Richard J. Hawkins has served as President and Chief Executive Officer and as a member of the Lumos board of directors since January 2011. In addition, Mr. Hawkins currently serves on the board of directors of several life sciences companies, including Cytori Therapeutics Inc. and Savara Inc., and previously served on the board of directors of SciClone Pharmaceuticals Inc. until its acquisition in October 2017. John McKew, Ph.D., has served as the Chief Science Officer of Lumos since 2016.
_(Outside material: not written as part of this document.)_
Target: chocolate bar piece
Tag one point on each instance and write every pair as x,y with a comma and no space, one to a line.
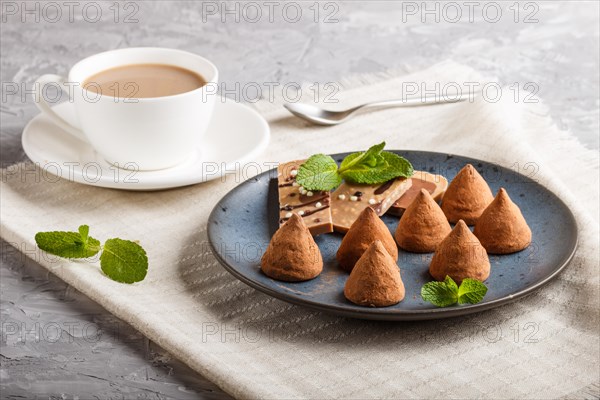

From 2014 until 2016, Dr. McKew was V.P. of research for aTyr Pharma Inc. where he led research aimed at understanding and harnessing the therapeutic potential of tRNA synthetases. Employment Arrangements - Lumos has entered into employment agreements or offer letter agreements with and has granted stock options to certain of its executive officers, including its Chief Executive Officer and Chief Science Officer. Below is a description of the arrangements that Lumos has entered into with its named executive officers, including any stock option grants, several of which provide for acceleration of vesting in the event of a change of control of Lumos, which occurred in the Merger.

Lumos entered into an employment agreement with its Chief Executive Officer, Mr. Hawkins, in January 2014 setting forth the terms of his employment. Mr. Hawkins' employment with the Company will continue under the terms of his current employment agreement but the Company plans to enter into a new employment agreement with Mr. Hawkins following the closing of the Merger, subject to agreement of terms between the parties and Board approval of any such employment agreement.